Court Opinion

ID: 9655606
Source: CourtListenerOpinion
Date Created: 2023-08-23 19:17:39.170386+00
Date Added: 2024-06-11T18:13:20.600962
License: Public Domain

YETKA, Justice
(dissenting).
I respectfully dissent. I do not believe the privilege against self-incrimination was intended to apply to the situation presented here. The defendant is a parolee who would be serving a prison sentence but for that fact. One of the conditions of his parole is to meet periodically with a probation agent. The probation officer’s function is to work towards rehabilitating the parolee while protecting the public interest. State v. Earnest, 293 N.W.2d 365 (Minn.1980). To do this job, the agent must be aware of all of the parolee’s problems, both past and present. It is entirely reasonable for the agent to ask a parolee if he has had prior problems with the law. If the agent in this case had gone first to the police before talking with the defendant, she would have destroyed her credibility and severely impaired her ability to assist the defendant.

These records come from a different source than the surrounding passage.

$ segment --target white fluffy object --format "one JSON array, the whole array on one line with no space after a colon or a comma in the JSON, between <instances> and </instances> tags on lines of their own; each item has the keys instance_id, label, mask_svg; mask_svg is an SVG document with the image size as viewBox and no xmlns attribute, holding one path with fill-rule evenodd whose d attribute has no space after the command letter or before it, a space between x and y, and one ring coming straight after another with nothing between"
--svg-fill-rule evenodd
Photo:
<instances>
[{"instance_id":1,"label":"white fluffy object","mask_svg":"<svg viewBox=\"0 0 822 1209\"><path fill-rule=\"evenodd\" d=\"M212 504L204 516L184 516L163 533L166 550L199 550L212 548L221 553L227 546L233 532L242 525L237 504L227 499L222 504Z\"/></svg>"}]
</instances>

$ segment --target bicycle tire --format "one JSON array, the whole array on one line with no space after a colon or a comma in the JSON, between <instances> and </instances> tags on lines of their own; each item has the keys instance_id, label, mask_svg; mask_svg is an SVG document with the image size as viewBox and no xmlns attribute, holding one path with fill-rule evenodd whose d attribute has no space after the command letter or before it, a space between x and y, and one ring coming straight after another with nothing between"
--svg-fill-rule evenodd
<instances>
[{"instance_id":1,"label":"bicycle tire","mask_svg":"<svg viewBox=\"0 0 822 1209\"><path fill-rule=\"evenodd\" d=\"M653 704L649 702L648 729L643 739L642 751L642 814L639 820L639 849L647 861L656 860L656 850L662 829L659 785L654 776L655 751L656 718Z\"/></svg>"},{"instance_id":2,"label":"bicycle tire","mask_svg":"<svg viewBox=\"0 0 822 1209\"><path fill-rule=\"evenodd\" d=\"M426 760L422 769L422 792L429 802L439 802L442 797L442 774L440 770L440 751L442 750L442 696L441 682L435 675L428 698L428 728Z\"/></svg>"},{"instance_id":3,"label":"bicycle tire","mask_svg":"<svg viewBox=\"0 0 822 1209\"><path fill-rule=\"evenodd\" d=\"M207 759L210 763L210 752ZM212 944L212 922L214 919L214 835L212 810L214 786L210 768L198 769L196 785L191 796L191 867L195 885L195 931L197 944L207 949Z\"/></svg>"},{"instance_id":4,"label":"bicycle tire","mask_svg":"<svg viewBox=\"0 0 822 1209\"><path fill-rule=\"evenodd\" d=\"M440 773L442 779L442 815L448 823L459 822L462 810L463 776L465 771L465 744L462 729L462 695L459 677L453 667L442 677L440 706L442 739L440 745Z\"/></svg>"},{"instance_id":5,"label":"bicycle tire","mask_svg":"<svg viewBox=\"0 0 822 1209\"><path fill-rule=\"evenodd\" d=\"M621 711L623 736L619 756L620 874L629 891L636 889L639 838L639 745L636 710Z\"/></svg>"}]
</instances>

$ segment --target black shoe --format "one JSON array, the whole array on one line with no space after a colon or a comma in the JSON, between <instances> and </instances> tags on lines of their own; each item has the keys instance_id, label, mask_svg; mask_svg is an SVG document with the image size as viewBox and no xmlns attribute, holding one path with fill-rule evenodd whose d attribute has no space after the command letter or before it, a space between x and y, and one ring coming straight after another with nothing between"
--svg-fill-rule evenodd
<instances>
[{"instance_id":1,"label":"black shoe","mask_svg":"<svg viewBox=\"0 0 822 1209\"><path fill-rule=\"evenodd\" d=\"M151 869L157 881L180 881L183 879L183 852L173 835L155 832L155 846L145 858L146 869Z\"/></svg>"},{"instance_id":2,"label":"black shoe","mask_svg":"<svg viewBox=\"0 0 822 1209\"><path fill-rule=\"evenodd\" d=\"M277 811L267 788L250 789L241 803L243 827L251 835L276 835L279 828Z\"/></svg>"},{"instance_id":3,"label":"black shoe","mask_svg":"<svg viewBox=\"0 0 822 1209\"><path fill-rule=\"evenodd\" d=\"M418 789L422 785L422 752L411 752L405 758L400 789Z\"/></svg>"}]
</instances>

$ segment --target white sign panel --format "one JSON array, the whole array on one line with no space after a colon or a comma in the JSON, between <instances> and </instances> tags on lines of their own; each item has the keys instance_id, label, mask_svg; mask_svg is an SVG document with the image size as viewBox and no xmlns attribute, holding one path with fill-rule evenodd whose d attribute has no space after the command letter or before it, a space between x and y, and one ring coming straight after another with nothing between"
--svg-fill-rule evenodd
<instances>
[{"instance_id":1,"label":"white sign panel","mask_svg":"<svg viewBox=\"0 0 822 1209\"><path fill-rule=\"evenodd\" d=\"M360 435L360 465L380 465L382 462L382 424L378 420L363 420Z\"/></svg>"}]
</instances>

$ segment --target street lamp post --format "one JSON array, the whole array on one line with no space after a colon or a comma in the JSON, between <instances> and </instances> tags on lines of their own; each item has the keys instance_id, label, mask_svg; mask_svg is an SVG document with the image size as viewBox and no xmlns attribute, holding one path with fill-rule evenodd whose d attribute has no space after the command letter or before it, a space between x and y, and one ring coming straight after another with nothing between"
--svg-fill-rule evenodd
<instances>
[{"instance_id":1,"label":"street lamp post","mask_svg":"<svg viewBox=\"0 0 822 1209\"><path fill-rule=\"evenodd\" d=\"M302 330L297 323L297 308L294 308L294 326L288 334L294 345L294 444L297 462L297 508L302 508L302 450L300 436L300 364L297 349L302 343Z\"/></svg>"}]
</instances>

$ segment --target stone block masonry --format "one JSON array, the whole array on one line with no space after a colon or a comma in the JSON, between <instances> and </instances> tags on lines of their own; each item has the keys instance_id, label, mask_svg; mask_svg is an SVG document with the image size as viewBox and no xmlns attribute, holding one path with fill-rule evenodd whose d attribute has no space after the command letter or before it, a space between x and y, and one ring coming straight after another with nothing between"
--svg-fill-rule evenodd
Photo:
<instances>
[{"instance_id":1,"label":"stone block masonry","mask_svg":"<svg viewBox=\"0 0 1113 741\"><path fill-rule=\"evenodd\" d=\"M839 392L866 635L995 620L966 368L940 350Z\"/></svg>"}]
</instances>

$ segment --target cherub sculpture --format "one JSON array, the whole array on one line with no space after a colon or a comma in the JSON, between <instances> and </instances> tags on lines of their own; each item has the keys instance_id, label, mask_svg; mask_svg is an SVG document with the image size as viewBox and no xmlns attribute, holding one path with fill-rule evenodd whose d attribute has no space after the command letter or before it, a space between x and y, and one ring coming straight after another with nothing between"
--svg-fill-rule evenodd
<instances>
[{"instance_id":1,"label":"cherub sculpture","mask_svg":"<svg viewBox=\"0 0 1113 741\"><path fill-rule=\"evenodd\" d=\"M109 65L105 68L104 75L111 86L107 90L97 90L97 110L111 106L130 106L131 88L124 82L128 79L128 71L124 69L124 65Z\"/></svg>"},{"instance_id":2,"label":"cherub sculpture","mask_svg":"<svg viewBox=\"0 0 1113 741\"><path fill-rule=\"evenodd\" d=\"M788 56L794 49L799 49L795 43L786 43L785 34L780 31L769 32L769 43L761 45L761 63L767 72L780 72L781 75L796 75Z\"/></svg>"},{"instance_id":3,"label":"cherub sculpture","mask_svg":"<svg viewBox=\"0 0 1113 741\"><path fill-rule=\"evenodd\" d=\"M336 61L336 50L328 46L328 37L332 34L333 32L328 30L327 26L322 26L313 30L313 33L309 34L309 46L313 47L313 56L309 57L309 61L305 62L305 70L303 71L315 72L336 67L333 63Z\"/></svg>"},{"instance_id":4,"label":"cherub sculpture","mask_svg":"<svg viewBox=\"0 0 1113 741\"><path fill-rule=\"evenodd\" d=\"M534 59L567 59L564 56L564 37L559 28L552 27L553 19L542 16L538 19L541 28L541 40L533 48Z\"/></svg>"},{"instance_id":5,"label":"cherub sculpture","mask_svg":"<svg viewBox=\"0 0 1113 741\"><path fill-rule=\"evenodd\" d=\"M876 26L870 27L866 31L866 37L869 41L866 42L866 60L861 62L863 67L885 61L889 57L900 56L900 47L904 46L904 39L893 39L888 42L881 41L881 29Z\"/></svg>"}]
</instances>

We have held in State v. Earnest, 293 N.W.2d 365 (Minn.1980), that a parolee has a duty to cooperate with his agent and that an agent can search a parolee’s apartment without a search warrant if the agent has probable cause to believe the parolee has violated the terms of parole. As we noted there, because of the special relationship between a probation officer and his client, the law relating to probationary searches cannot be strictly governed by automatic reference to ordinary search and seizure rules. Id. at 368; see Latta v. Fitzharris, 521 F.2d 246, 251 (9th Cir.), cert. denied, 423 U.S. 897, 96 S.Ct. 200, 46 L.Ed.2d 130 (1975) *346(parole rather than probation situation). Thus, I would hold this is not an ordinary custodial situation to which the privilege should apply. Even if it is held to be custodial, I would hold that this parolee’s situation is an exception to the rule and that the privilege does not apply.